All salt is the same ingredient: NaCL, or sodium chloride. But a cup of Morton is nearly twice as salty as Diamond Crystal.
Kosher salt never quite made it to Europe or Asia, where sea salt is more prevalent. For the publishing of Nosrat’s book in the U.K., her publisher has told her that they’ll have to substitute for Diamond Crystal, which is not widely available there. Cookbook author and baking expert Dorie Greenspan, who started out using the salt she grew up with, Diamond Crystal, earlier in her career, now uses fine sea salt and fleur de sel. She made the change when she started working with French chefs and wanted to better translate their cooking into recipes, and stuck with it because she came to prefer the flavor—and consistency across brands. American bakers mostly stay away from kosher salt, too. “Fine sea salt is better for baking and dissolves really quickly in liquids,” says Clark. “And it’s more consistent for measuring.” That’s why bakers, like food scientist Shirley Corriher, author of Bakewise, and Rose Beranbaum Levy, author of The Cake Bible, call for sea salt or fine salt.
The editors at Bon Appétit had known for some time that there were differences between the two brands.

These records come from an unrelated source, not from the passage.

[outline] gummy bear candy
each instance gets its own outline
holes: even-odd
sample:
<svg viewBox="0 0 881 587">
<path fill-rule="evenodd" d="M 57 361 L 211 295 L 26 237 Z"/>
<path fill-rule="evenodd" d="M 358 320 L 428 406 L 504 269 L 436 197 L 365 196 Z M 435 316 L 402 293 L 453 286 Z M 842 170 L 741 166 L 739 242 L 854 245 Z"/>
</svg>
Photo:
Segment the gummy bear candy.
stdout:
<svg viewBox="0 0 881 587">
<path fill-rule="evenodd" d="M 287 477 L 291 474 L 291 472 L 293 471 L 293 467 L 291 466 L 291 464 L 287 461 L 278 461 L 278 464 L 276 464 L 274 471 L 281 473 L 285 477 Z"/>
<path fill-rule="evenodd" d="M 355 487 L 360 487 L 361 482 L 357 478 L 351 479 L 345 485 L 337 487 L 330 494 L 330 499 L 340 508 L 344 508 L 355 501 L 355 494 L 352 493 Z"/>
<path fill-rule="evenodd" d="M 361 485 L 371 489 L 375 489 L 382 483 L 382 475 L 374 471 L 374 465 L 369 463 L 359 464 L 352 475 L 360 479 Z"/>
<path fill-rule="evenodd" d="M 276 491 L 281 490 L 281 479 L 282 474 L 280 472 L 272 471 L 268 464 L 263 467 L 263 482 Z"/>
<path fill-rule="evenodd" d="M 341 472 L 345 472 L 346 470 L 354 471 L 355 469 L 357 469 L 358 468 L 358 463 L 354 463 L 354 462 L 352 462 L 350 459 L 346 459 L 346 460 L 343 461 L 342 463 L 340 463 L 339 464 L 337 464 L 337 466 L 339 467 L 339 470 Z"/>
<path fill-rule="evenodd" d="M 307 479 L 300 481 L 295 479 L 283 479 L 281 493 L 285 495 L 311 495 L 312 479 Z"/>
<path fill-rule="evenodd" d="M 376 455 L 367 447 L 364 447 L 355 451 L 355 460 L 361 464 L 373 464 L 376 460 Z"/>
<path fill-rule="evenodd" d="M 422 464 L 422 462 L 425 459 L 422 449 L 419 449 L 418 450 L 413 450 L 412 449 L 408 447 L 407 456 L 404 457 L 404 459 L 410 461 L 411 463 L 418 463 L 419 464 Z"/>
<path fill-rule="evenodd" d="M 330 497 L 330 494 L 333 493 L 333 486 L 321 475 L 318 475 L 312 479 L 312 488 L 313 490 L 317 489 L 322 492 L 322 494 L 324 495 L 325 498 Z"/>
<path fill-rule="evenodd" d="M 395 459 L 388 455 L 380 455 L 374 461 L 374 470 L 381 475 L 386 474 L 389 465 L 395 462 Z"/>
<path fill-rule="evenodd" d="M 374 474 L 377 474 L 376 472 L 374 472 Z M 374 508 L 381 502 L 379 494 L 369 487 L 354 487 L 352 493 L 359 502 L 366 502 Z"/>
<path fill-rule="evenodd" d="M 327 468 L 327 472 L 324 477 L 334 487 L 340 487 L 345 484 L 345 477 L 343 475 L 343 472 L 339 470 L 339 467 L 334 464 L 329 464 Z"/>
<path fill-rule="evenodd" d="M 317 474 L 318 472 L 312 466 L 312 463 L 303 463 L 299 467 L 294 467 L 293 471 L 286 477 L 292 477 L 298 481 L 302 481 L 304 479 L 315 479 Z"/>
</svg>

They published an article in 2008 on the discrepancies. The New York Times also came out with its own article, “Warning: Measure Your Salt,” in 2010. And other cooking sites, like Food52 and Smitten Kitchen, have published their own missives. Serious Eats has taken the step of specifically calling for Diamond Crystal in its recipes for which measuring salt makes a difference. Yet for all that has been written on the two kosher salts, the information hasn’t filtered down to the cooking public.
And in many recipes, it doesn’t affect things too much, so readers can blissfully use their Morton salt in recipes tested with Diamond Crystal without anything going wrong. “Sometimes we’ll cross-test a recipe, and we’ll find it’s negligible,” says Lalli Music. Some recipes suggest salting to taste, and in others the amount is small enough that the final product isn’t noticeably different. But in cases where you can’t season to taste, like baked goods, sausages, cured fish, meatballs, pickles, and brined meats, and there is a noticeable difference, Bon Appétit took the extraordinary step of publishing two salt measurements, like a zucchini scone recipe this year that called for either one tablespoon of Diamond Crystal or one and a half teaspoons of Morton. Right now, only Serious Eats and Bon Appétit specify the kosher salt brand, and only Bon Appétit offers two measurements. But that may change. All it takes is a few angry reader e-mails to scare an editor straight.